Quelques heures d'attente
Plus d'une année s'est écoulée depuis la première rencontre. Neuf mois depuis la première réunion. Et depuis trois mois nous étions "à fond" dans la préparation de cette élection municipale. Nous avons élaboré notre projet participatif, tendance "Transition et protection du cadre de vie" (surtout éviter le mot "écologie", qui fait trop peur à certains...), nous sommes allés à la rencontres des habitants, avons dialogué, écouté, proposé.
Depuis une semaine c'était la dernière ligne droite, avec une réunion publique... deux jours avant qu'elles soient limitées à 100 personnes pour cause d'épidémie. De toutes façons nous n'avons pas atteint ce nombre, probablement parce que la crainte était déjà là, véhiculée par un climat anxiogène.
Depuis quelques jours ma légèreté relativiste commençait à être ébranlée par ce que je lisais de diverses sources. Cette épidémie semblait plus sérieuse que ce que j'imaginais, du simple fait des exponentielles de propagation. On a toujours du mal à se représenter une exponentielle.
Et puis jeudi, cette annonce que les municipales pourraient être reportées. Ce qui impliquerait de recommencer tout le processus, dans un délai inconnu... dont rien ne disait qu'il serait plus favorable à la tenue d'un scrutin électoral. Élections finalement maintenues, mais dans un contexte bien plus rigoureux. Et hier soir, annonce de la fermeture des commerces et de nombreux autres lieux. Certaines voix reviennent à la charge pour demander de reporter les élections, qu'il serait iresponsable de maintenir. En même temps, d'autres s'agglutinent dans les magasins pour faire des stocks d'égoïsme décomplexé.

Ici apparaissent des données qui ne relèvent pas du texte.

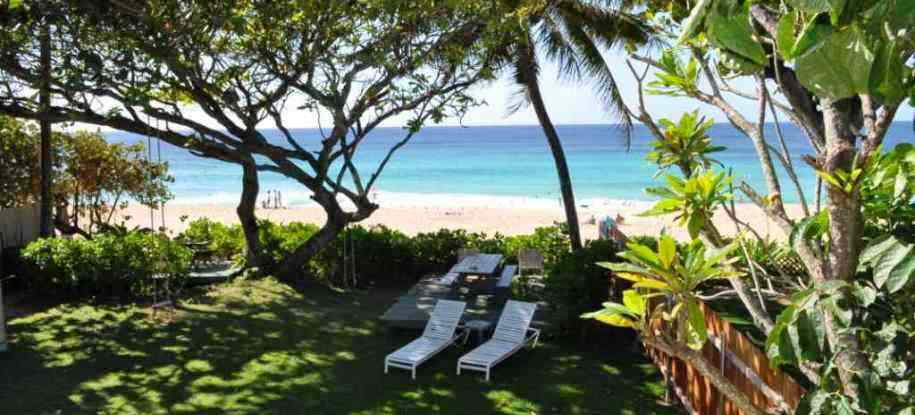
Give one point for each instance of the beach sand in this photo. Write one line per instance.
(412, 214)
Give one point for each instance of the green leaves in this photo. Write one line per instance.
(697, 332)
(839, 67)
(809, 229)
(693, 200)
(673, 272)
(685, 144)
(694, 21)
(674, 77)
(892, 260)
(815, 32)
(732, 32)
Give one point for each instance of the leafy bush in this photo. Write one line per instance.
(575, 283)
(225, 241)
(118, 265)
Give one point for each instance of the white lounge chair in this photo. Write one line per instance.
(512, 333)
(439, 334)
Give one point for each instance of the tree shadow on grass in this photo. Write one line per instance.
(259, 347)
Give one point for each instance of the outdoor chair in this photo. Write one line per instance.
(438, 335)
(530, 260)
(512, 332)
(466, 252)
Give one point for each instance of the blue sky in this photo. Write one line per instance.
(567, 103)
(571, 103)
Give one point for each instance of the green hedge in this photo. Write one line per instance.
(381, 254)
(573, 283)
(107, 265)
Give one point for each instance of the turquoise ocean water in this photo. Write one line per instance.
(497, 161)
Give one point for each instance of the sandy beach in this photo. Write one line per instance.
(414, 213)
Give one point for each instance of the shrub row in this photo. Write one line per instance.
(120, 265)
(379, 253)
(573, 283)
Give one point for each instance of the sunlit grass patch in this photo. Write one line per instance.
(254, 347)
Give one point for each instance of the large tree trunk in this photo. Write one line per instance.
(845, 234)
(562, 168)
(245, 211)
(46, 220)
(290, 269)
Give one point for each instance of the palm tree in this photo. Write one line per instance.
(573, 33)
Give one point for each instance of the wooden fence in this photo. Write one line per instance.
(741, 362)
(19, 226)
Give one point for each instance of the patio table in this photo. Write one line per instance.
(479, 264)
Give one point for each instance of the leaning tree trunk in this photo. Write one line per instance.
(845, 235)
(44, 92)
(562, 168)
(290, 269)
(245, 211)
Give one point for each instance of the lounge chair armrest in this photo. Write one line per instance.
(533, 336)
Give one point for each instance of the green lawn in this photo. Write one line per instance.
(259, 347)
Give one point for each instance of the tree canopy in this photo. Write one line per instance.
(152, 67)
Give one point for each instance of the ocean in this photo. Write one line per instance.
(493, 161)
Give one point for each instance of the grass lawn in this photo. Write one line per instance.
(259, 347)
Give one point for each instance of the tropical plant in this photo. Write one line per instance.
(685, 145)
(663, 304)
(574, 33)
(693, 200)
(888, 193)
(842, 70)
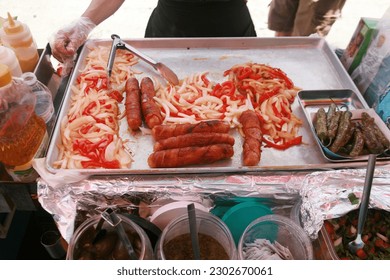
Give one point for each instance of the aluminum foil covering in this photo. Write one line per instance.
(325, 195)
(70, 204)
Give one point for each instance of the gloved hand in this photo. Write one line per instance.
(67, 40)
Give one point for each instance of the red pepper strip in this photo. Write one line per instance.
(205, 80)
(87, 110)
(244, 73)
(114, 94)
(86, 128)
(381, 244)
(361, 254)
(227, 88)
(113, 164)
(268, 94)
(243, 89)
(276, 111)
(277, 73)
(295, 141)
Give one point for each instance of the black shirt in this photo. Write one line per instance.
(200, 18)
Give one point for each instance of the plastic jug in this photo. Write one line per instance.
(21, 131)
(44, 106)
(17, 36)
(8, 57)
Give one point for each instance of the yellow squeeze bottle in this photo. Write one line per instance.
(17, 36)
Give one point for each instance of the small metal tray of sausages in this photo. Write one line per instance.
(343, 128)
(309, 62)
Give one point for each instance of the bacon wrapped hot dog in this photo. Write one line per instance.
(133, 104)
(150, 109)
(251, 128)
(194, 139)
(190, 156)
(165, 131)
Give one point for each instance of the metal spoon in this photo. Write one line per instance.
(193, 231)
(164, 70)
(358, 243)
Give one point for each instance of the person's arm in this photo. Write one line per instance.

Quelques voix compétentes s'élèvent pour dire que ce n'est que le début et que ça va empirer, suivant la même trajectoire que l'Italie. Il va y avoir des morts, beaucoup, parce qu'on n'a pas été confinés assez tôt et que beaucoup continuent en toute insouciance à se faire la bise ou se serrer la main. Or chaque jour de retard dans la prise de mesures de distanciation, c'est 40% de morts en plus. Chaque jour de retard...
D'autres voix, à peine audibles dans la cacophonie ambiante, essaient de rappeler que ce chaos ne donne qu'une pâle idée de ce que sera la désorganisation de notre très vulnérable société mondialisée quand les effets du changement clmatique, ou la réduction du flux de pétrole, ou l'effondrement du système économique, ou l'interaction de tout cela à la fois se manifestera.
Est-ce que la crise actuelle du Coronavirus, dont on commence à mesurer les effets sur l'économie et l'humain, permettra de prendre conscience de notre extrême vulnérabilité ?
Sans savoir qu'elle adviendrait aussi tôt, cette question de vulnérabilité je l'ai portée tout au long de nos réunions de travail, rappelant régulièrement qu'il fallait penser à la résilience de notre territoire, notamment sur le plan alimentaire. On n'a souvent fait comprendre que j'étais trop alarmiste, voire catastrophiste (comme Cassandre...), et qu'il ne fallait pas faire peur aux électeurs. J'ai validé le fait de passer sous silence cet aspect des choses, parce que le plus important était d'être élu. Strétégie politique. Bien sûr, ce que je sais m'a quelque fois échappé et j'ai dû adoucir encore plus mon discours. Le neutraliser. Rester dans l'acceptable. Laisser dire que faire des petits pas c'était déjà bien et que l'on ne pouvait pas tout changer du jour au lendemain.
Et bien si, on peut, comme on le voit en ce moment. Sauf qu'on le peut parce que c'est encore perçu comme provisoire, dans l'attente d'un retour à la normale. Or ce dont je parle est de renoncer à cette "normalité" intenable sur le long terme.
Dans quelques heures, nous saurons si nos idées ont convaincu une majorité d'habitants. Dans quelques heures je saurai si je peux enfin parler clairement de ce qu'est notre avenir. Même s'il peut faire peur.